A cartografia geoquímica de base “Geochemical Baseline” constitui o suporte para

uma política ambiental globalizante, fornecendo uma visão actual das concentrações de base dos elementos químicos nos vários compartimentos da biosfera e geoesfera (Inácio Ferreira, 2004). A identificação e quantificação da poluição antropogénica requer um completo conhecimento dos valores do fundo geoquímico natural ou “background” natural (Ferreira, 2000), que representa a variabilidade regional e é uma função do tempo (Matschullat et al., 2000). Casos em que não foi atendida a variação natural levaram a que se considerassem como contaminados elementos cujas concentrações naturais excedem, em extensas regiões, os valores estabelecidos pelas próprias legislações para a avaliação de locais contaminados (Salminen & Tarvainen, 1997; Tarvainen & Kalio, 2002; Salminen et al., 2005). Também a aplicação de legislações de um dado país a outros pode revelar-se desajustada.

À medida que foram surgindo mapas geoquímicos cobrindo grandes áreas, fizeram-se associações empíricas entre uma série de fenómenos bioquímicos e os teores em elementos traço (Thornton, 1983, 1993).

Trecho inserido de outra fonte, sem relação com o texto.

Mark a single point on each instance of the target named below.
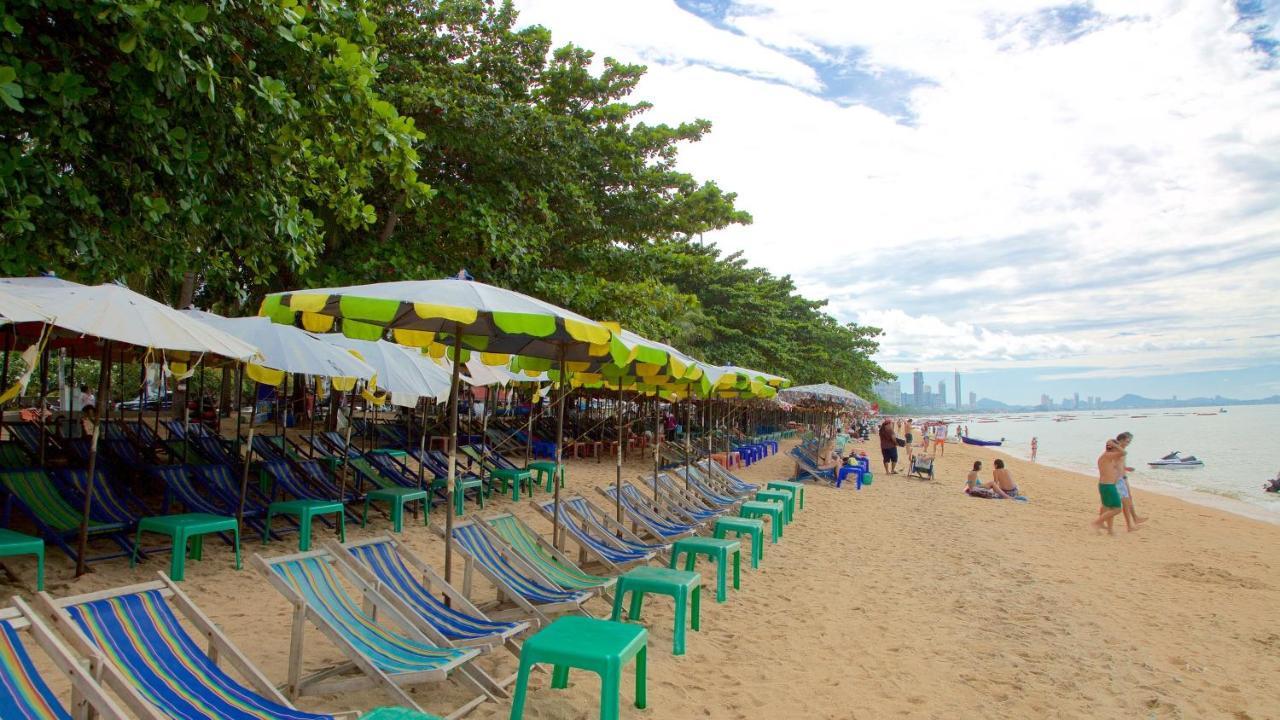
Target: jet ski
(1175, 460)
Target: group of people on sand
(1114, 486)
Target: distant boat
(1174, 460)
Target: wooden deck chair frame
(328, 680)
(609, 523)
(88, 696)
(603, 589)
(542, 613)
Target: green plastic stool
(782, 496)
(545, 470)
(684, 586)
(714, 548)
(305, 510)
(787, 484)
(762, 509)
(749, 527)
(397, 499)
(513, 477)
(17, 543)
(592, 645)
(183, 528)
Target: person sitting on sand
(1002, 482)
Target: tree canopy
(260, 145)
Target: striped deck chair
(543, 555)
(23, 692)
(388, 656)
(137, 633)
(513, 577)
(654, 519)
(58, 522)
(604, 538)
(412, 583)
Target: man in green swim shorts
(1110, 468)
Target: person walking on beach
(1110, 466)
(888, 447)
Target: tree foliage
(268, 144)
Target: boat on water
(1174, 460)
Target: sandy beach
(906, 598)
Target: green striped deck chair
(55, 518)
(380, 642)
(137, 633)
(24, 695)
(549, 561)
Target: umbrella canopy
(115, 313)
(288, 350)
(822, 393)
(406, 373)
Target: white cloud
(1065, 174)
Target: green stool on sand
(512, 477)
(305, 510)
(714, 548)
(789, 484)
(586, 643)
(182, 528)
(545, 469)
(397, 499)
(762, 509)
(17, 543)
(749, 527)
(684, 586)
(782, 496)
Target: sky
(1054, 196)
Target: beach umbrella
(117, 315)
(453, 317)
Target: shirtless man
(1110, 468)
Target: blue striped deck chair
(603, 537)
(648, 515)
(137, 633)
(388, 656)
(24, 695)
(515, 578)
(545, 557)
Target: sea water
(1239, 449)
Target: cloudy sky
(1048, 197)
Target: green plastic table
(545, 470)
(397, 499)
(684, 586)
(183, 528)
(714, 548)
(787, 484)
(750, 527)
(513, 477)
(762, 509)
(782, 496)
(598, 646)
(306, 510)
(17, 543)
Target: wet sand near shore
(906, 598)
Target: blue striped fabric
(535, 591)
(315, 580)
(388, 566)
(23, 693)
(141, 636)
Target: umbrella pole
(558, 474)
(104, 383)
(453, 451)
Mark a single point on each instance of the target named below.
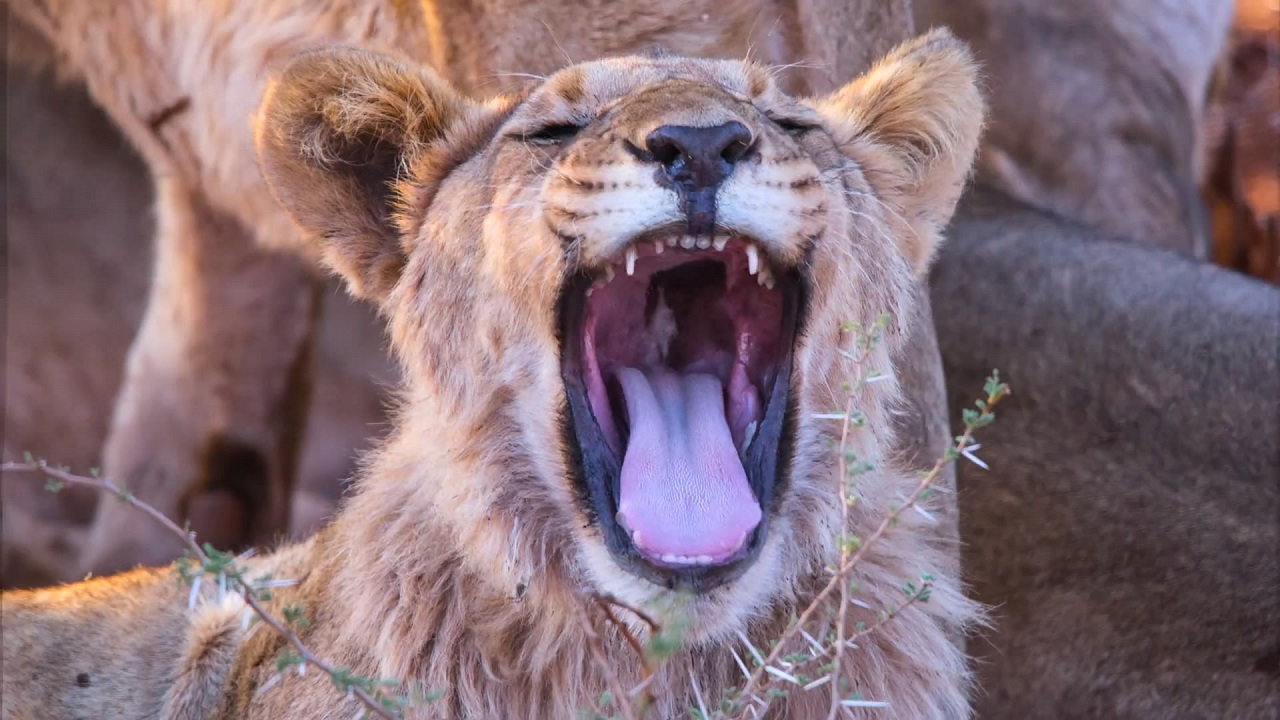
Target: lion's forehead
(594, 85)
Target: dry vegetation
(807, 657)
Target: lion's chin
(677, 368)
(708, 618)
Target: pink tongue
(684, 490)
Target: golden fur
(218, 379)
(1097, 108)
(456, 561)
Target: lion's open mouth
(677, 364)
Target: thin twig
(188, 538)
(611, 678)
(848, 565)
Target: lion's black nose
(699, 158)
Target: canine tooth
(766, 277)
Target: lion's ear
(913, 124)
(338, 135)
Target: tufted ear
(913, 123)
(338, 136)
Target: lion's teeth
(766, 277)
(686, 559)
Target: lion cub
(618, 302)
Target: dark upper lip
(595, 469)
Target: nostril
(664, 150)
(699, 156)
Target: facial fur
(478, 228)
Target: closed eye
(551, 135)
(792, 126)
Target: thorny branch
(595, 605)
(342, 679)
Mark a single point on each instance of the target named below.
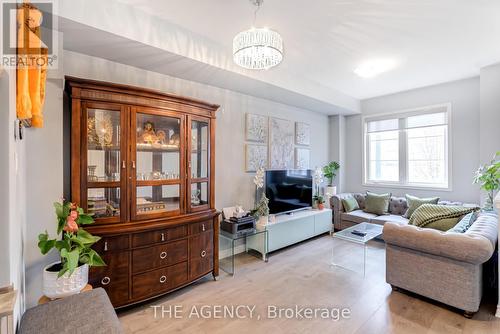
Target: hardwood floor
(302, 275)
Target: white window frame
(403, 152)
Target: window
(408, 149)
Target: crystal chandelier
(257, 48)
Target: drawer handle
(106, 280)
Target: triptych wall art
(271, 143)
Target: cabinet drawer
(201, 245)
(196, 228)
(157, 236)
(114, 277)
(111, 244)
(159, 256)
(157, 281)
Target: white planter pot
(330, 191)
(65, 285)
(263, 220)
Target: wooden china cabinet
(143, 162)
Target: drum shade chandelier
(257, 48)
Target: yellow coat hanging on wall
(32, 66)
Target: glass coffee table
(229, 242)
(363, 233)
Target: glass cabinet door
(198, 163)
(104, 164)
(157, 152)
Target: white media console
(292, 228)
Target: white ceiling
(434, 41)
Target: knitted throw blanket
(429, 213)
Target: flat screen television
(289, 190)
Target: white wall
(490, 112)
(4, 179)
(44, 177)
(12, 195)
(233, 185)
(464, 98)
(337, 146)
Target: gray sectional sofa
(444, 266)
(397, 208)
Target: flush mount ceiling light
(257, 48)
(372, 68)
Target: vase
(263, 220)
(331, 191)
(66, 285)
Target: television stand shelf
(290, 229)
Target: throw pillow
(463, 225)
(427, 214)
(377, 203)
(350, 204)
(443, 224)
(414, 202)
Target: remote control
(361, 234)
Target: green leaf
(62, 244)
(84, 219)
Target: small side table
(227, 243)
(44, 299)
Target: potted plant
(330, 172)
(69, 275)
(320, 202)
(261, 211)
(488, 177)
(318, 180)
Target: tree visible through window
(410, 149)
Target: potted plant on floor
(261, 211)
(318, 180)
(69, 275)
(488, 177)
(330, 172)
(320, 202)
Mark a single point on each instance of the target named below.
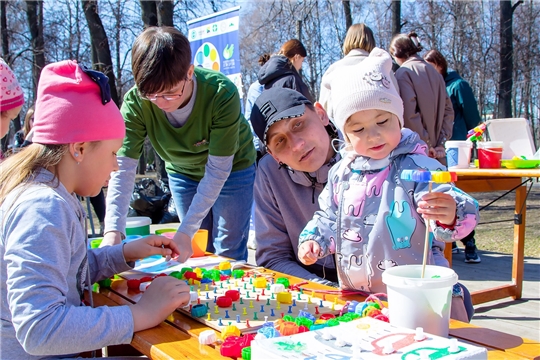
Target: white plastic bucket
(458, 154)
(420, 302)
(138, 225)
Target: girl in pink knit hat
(11, 97)
(45, 264)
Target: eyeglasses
(169, 97)
(101, 80)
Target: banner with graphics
(215, 45)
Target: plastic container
(420, 302)
(199, 242)
(138, 225)
(458, 154)
(489, 154)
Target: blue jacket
(466, 115)
(368, 216)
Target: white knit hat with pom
(367, 87)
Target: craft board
(515, 134)
(252, 305)
(157, 264)
(364, 338)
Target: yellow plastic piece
(224, 265)
(260, 282)
(284, 297)
(230, 330)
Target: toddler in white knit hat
(370, 219)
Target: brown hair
(291, 48)
(359, 36)
(28, 119)
(160, 59)
(23, 165)
(435, 57)
(404, 46)
(263, 59)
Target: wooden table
(177, 337)
(486, 180)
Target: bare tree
(506, 58)
(101, 53)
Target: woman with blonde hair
(357, 45)
(427, 107)
(283, 68)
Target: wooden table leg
(519, 241)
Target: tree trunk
(506, 69)
(396, 17)
(165, 12)
(347, 12)
(149, 13)
(100, 45)
(34, 14)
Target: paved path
(516, 317)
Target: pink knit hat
(11, 94)
(71, 106)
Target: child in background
(11, 97)
(370, 218)
(43, 240)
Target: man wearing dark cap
(298, 137)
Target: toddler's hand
(439, 207)
(308, 252)
(148, 246)
(161, 298)
(184, 245)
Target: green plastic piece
(332, 322)
(246, 353)
(105, 283)
(303, 321)
(283, 281)
(238, 273)
(288, 318)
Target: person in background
(357, 45)
(427, 108)
(20, 139)
(466, 117)
(283, 69)
(45, 261)
(192, 117)
(11, 98)
(254, 92)
(370, 219)
(298, 136)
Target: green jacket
(466, 115)
(215, 127)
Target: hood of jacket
(276, 67)
(410, 143)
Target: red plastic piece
(134, 284)
(233, 294)
(327, 316)
(223, 301)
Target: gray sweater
(285, 201)
(44, 272)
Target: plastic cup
(489, 154)
(163, 231)
(414, 301)
(199, 242)
(458, 154)
(138, 225)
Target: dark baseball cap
(276, 104)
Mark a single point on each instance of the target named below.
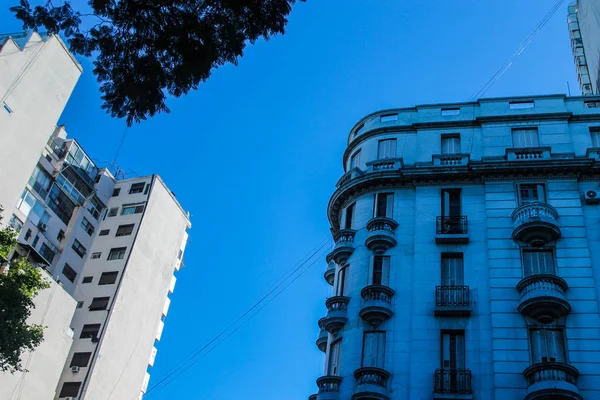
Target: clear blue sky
(254, 154)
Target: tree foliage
(149, 48)
(18, 287)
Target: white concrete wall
(54, 308)
(35, 83)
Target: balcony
(452, 384)
(452, 301)
(450, 160)
(452, 230)
(377, 304)
(329, 387)
(329, 274)
(337, 307)
(381, 234)
(528, 154)
(552, 380)
(535, 223)
(344, 245)
(371, 384)
(323, 336)
(543, 297)
(386, 164)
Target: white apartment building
(466, 262)
(114, 245)
(37, 77)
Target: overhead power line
(517, 53)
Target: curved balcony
(552, 381)
(329, 274)
(535, 223)
(543, 297)
(371, 384)
(381, 234)
(329, 387)
(323, 336)
(337, 308)
(377, 304)
(344, 246)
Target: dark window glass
(90, 331)
(99, 303)
(69, 273)
(108, 278)
(124, 230)
(70, 389)
(80, 360)
(137, 188)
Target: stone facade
(467, 255)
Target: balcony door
(453, 350)
(452, 270)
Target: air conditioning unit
(592, 197)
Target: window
(137, 188)
(451, 203)
(532, 193)
(117, 253)
(87, 226)
(595, 134)
(520, 105)
(108, 278)
(450, 144)
(15, 223)
(452, 269)
(95, 207)
(133, 209)
(450, 111)
(340, 288)
(525, 138)
(99, 303)
(536, 262)
(387, 149)
(355, 160)
(69, 272)
(547, 345)
(80, 360)
(453, 349)
(79, 249)
(373, 353)
(7, 109)
(124, 230)
(70, 389)
(90, 331)
(349, 215)
(380, 271)
(388, 118)
(384, 205)
(333, 362)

O aparecimento de técnicas analíticas cada vez mais sensíveis levou à descoberta de cada vez mais elementos com importância bioquímica, verificando-se uma relação entre factores ambientais e distribuição geográfica de problemas patológicos e nutricionais na saúde humana e animal (Låg, 1983; Wappelhorst et al., 2000).

A aplicação de bases de dados geoquímicos em estudos ambientais, agricultura, urbanização, geomedicina encontra-se bem documentada (Mcmillan et al., 1990; Appleton and Ridgway, 1993; Simpson, 1996; Tarvainem, 1996; Xuejing et al., 1997; Zatta et al., 2003; Komatina, 2004; Elsner & Spangler, 2005; Erikson et al., 2005; Schneider et al., 2006). A relação entre a geoquímica ambiental e a saúde tem sido muito discutida (Zatta et al., 2003; Komatina, 2004; Selinus, 2004; Elsner & Spangler, 2005; Erikson et al., 2005; Finkleman, 2006; Schneider et al., 2006), e afecta principalmente os países em desenvolvimento, devido à falta de recursos, à pobreza e subnutrição. O excesso ou deficiência em determinados elementos pode constituir um risco para a saúde humana e animal.